Enviada em 06/10/2019

Após o fim da segunda guerra mundial, muitos países viram-se desconstruídos e em grandes crises financeiras. Com isso, essas nações enxergaram que seria economicamente interessante que se juntassem para sair de tal situação. Portanto, deu-se início ao primeiro bloco econômico, este que foi fundando na Europa e foi uma espécie de antecessor da União Europeia. Este foi responsável por quebrar barreiras burocráticas e alfandegárias, o que revolucionou a forma com que se estabelece o comércio internacional e naturalmente passou a ser um modelo a ser seguido e copiado, exemplo disso são os blocos NAFTA, MERCOSUL e BRICS.
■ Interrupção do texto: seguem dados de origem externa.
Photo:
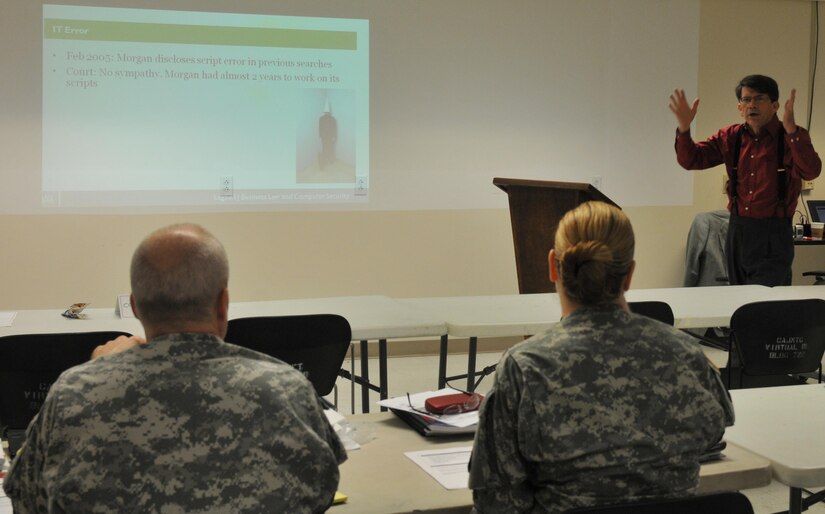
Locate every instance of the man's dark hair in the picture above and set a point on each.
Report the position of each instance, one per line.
(760, 84)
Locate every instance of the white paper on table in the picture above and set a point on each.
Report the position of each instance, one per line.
(448, 466)
(465, 419)
(6, 318)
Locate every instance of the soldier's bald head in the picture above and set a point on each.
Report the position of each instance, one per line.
(178, 273)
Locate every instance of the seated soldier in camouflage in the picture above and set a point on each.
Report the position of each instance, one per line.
(606, 406)
(181, 422)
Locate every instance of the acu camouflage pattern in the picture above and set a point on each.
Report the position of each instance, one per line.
(606, 406)
(187, 423)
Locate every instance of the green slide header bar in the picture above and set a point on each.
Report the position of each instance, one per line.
(87, 30)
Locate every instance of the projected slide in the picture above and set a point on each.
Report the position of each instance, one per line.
(171, 108)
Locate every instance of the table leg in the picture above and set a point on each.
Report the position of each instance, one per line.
(442, 363)
(795, 501)
(471, 363)
(365, 374)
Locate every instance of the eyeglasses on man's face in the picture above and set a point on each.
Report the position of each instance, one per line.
(756, 99)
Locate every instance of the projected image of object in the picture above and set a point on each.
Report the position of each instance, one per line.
(326, 137)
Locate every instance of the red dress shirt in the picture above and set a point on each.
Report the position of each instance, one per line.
(757, 189)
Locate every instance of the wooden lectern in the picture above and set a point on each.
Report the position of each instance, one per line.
(536, 207)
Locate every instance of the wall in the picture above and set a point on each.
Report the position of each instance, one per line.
(51, 261)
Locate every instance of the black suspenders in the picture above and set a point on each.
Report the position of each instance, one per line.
(781, 174)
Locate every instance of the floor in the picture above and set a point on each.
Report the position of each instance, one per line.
(416, 374)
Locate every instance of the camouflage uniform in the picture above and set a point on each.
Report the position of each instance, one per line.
(604, 407)
(187, 423)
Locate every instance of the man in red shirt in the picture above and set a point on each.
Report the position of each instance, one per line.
(766, 160)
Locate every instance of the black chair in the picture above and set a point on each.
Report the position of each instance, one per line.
(659, 311)
(29, 365)
(778, 342)
(315, 344)
(718, 503)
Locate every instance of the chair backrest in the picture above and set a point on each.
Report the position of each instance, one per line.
(315, 344)
(660, 311)
(718, 503)
(29, 365)
(779, 337)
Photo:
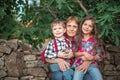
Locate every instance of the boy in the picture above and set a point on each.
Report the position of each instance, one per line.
(59, 45)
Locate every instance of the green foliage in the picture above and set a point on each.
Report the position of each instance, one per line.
(33, 25)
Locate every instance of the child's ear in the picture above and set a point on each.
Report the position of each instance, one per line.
(64, 30)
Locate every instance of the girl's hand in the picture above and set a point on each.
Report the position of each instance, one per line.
(83, 67)
(62, 64)
(69, 55)
(88, 56)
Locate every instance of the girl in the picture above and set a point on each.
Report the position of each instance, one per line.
(89, 48)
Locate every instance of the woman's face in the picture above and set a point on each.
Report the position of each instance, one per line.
(71, 28)
(87, 27)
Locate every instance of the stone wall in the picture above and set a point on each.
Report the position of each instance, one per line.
(19, 61)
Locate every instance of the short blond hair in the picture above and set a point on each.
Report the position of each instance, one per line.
(55, 22)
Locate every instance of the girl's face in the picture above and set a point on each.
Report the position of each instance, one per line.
(71, 28)
(58, 30)
(87, 27)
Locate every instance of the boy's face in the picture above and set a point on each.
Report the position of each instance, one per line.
(71, 28)
(58, 30)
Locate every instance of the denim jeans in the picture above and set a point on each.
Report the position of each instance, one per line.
(67, 75)
(93, 71)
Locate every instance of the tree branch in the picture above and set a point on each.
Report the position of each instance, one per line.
(54, 15)
(83, 7)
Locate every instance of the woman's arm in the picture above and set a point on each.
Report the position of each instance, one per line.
(61, 62)
(78, 54)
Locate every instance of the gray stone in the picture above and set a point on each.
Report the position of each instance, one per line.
(2, 73)
(5, 49)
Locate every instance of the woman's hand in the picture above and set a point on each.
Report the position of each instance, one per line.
(88, 56)
(62, 64)
(65, 55)
(84, 66)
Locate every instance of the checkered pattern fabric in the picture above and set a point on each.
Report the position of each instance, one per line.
(61, 45)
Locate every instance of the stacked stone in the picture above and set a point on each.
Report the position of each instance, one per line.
(18, 61)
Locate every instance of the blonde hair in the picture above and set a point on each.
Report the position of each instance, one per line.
(72, 18)
(58, 22)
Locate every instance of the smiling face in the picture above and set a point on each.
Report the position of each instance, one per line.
(87, 27)
(71, 28)
(58, 31)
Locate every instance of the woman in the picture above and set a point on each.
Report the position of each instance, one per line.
(72, 24)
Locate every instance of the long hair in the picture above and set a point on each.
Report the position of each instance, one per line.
(98, 43)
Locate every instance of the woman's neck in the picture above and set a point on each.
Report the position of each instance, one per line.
(86, 37)
(60, 38)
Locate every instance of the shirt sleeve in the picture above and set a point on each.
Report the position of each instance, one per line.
(50, 50)
(98, 53)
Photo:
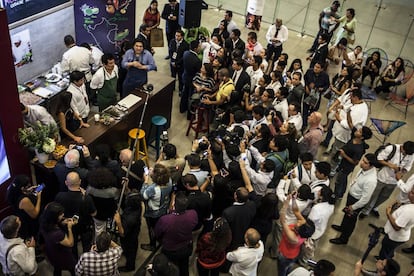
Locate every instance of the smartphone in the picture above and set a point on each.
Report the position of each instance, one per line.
(224, 172)
(39, 188)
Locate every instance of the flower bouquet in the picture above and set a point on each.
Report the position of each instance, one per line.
(39, 137)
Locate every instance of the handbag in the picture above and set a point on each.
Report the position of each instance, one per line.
(313, 98)
(328, 94)
(157, 37)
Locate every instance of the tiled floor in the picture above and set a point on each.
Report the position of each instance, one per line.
(343, 256)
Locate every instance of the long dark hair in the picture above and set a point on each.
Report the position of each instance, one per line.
(268, 207)
(50, 217)
(221, 235)
(399, 69)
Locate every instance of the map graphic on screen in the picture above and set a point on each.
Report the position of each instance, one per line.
(4, 163)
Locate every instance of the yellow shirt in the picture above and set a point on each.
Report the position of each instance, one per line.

No entanto, tal relação gera problemas quando são envolvidos países com realidades muito distintas. Países subdesenvolvidos que contém um mercado interno pouco competitivo, frente as nações que dominam a economia mundial e que possuem tecnologia suficiente para isso, podem adotar uma postura de unicamente importação, o que poderá quebrar talis mercados e, consequentemente, o país.

Por outro lado, ao acabar com tais barreiras, gera-se maior disputa e ajuda a combater  os monopólios. Em função disso, traz preços mais baixos e, como resultado, incentiva o consumo e gera empregos e salários mais altos. Além disso, em blocos como a União Européia em que concede-se a livre circulação de pessoas, acaba por fomentar o turismo.

Destarte, conclui-se que é importante travar tais acordos. Contudo, o BNDES deve apoiar financeiramente o mercado interno quando estes forem firmados com países desenvolvidos, seja através de empréstimos ou subsídios, assim o fortalecerá e o tornará competitivo, como resultado terá  seu potencial de consumo ampliado por alcançar países que antes era impossibilitado de negociar. Dessa maneira, ambos os lados construirão uma relação de comum beneficiamento e se desenvolverão de forma conjunta assim como aconteceu após a segunda guerra.